Der Abbau der Erstaufnahme-Unterkunft für Flüchtlinge an der Schleswiger Chaussee beginnt bereits in den kommenden Wochen. Das kündigte Innen-Staatssekretär Torsten Geerdts gestern bei einem Besuch in Rendsburg an. „Die 300 Container werden nach und nach abgezogen.“ Geplant ist, die Einrichtung des Landes zum 30. Juni 2018 stillzulegen (wir berichteten).

Das künstliche Dorf mit Platz für bis zu 1640 Menschen ist erst eineinhalb Jahre alt. Es dient als Anlaufpunkt für Schutzsuchende mit unklarer Bleibeperspektive. Um deren Asylanträge zügig zu bearbeiten, wird auf dem Gelände der ehemaligen Feldwebel-Schmid-Kaserne auch eine Außenstelle des Bundesamts für Migration und Flüchtlinge betrieben. Das „Bamf“ kehrt Rendsburg ebenfalls den Rücken.

Zurück bleiben mehrere tausend Quadratmeter Wohn-, Büro- und Hallenfläche, die das Land Mitte 2016 für fünf Jahre angemietet hatte. Was aus den Räumen wird und ob das Land die Miete auch bei Leerstand an den Eigentümer der Ex-Kaserne wird zahlen müssen, ist fraglich. Bürgermeister Pierre Gilgenast schlug vor, eine Einsatzhundertschaft der Polizei in den Gebäuden zu stationieren. Er bezog sich auf den Kieler Koalitionsvertrag. Bisher gibt es eine solche Spezialeinheit nur in Eutin. „Eine erste Idee, aber nicht die Idee, die ich favorisieren würde“, lautete die in Höflichkeit verpackte Absage von Geerdts. Zunächst werde man die Polizei in der Fläche mit 500 zusätzlichen Beamten bis 2023 stärken.

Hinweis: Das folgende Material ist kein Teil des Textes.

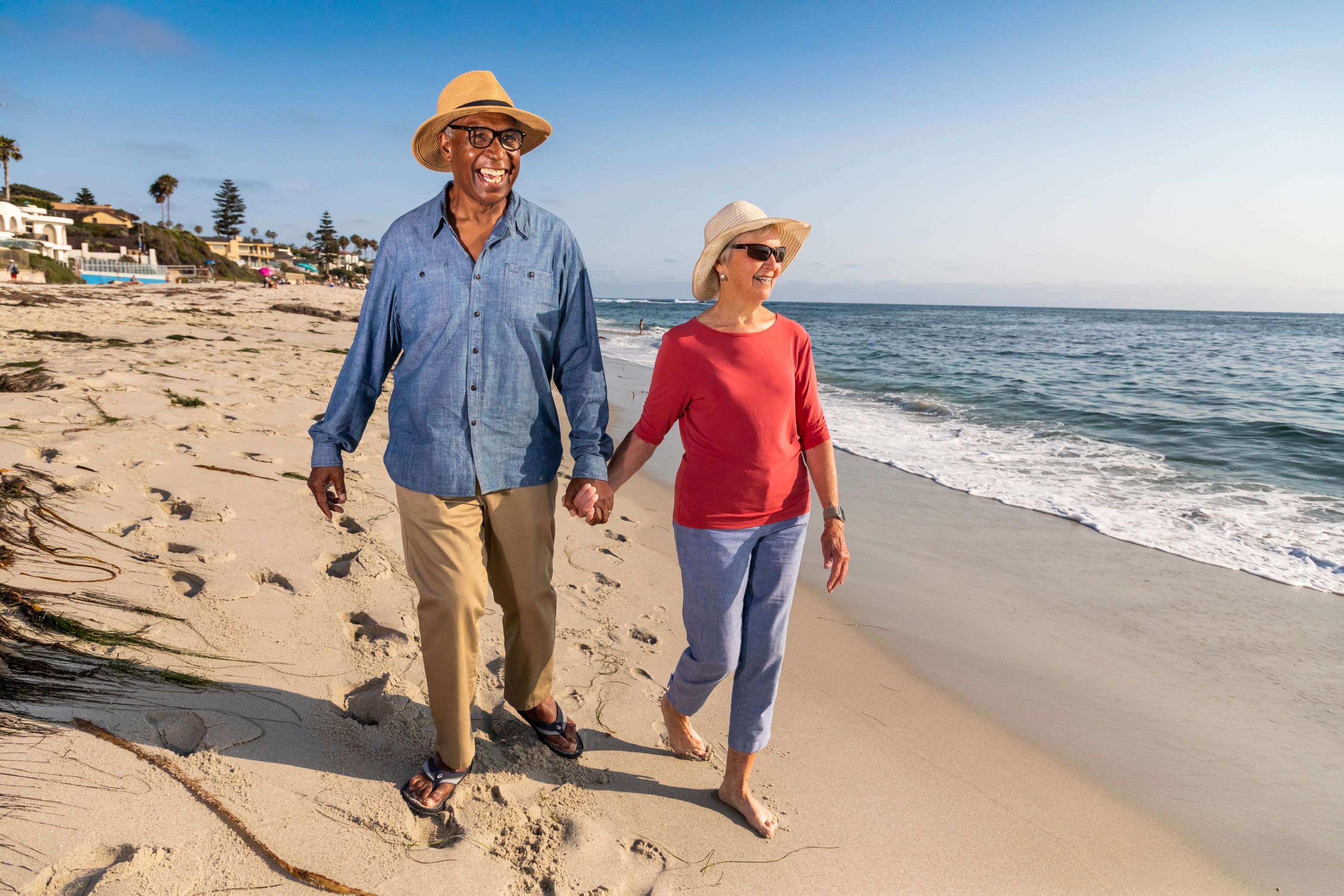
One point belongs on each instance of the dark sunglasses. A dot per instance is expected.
(483, 137)
(760, 252)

Der Staatssekretär rief die Region am Kanal auf, weitere Vorschläge für die Folgenutzung der Anlage zu machen. „Wir brauchen ein Konzept, mit dem die Stadt Rendsburg und das Umland dauerhaft etwas anfangen kann.“ Gilgenast und Geerdts vereinbarten, zu einem „Runden Tisch Integration“ einzuladen, um die Flüchtlingshilfe weiter anzukurbeln.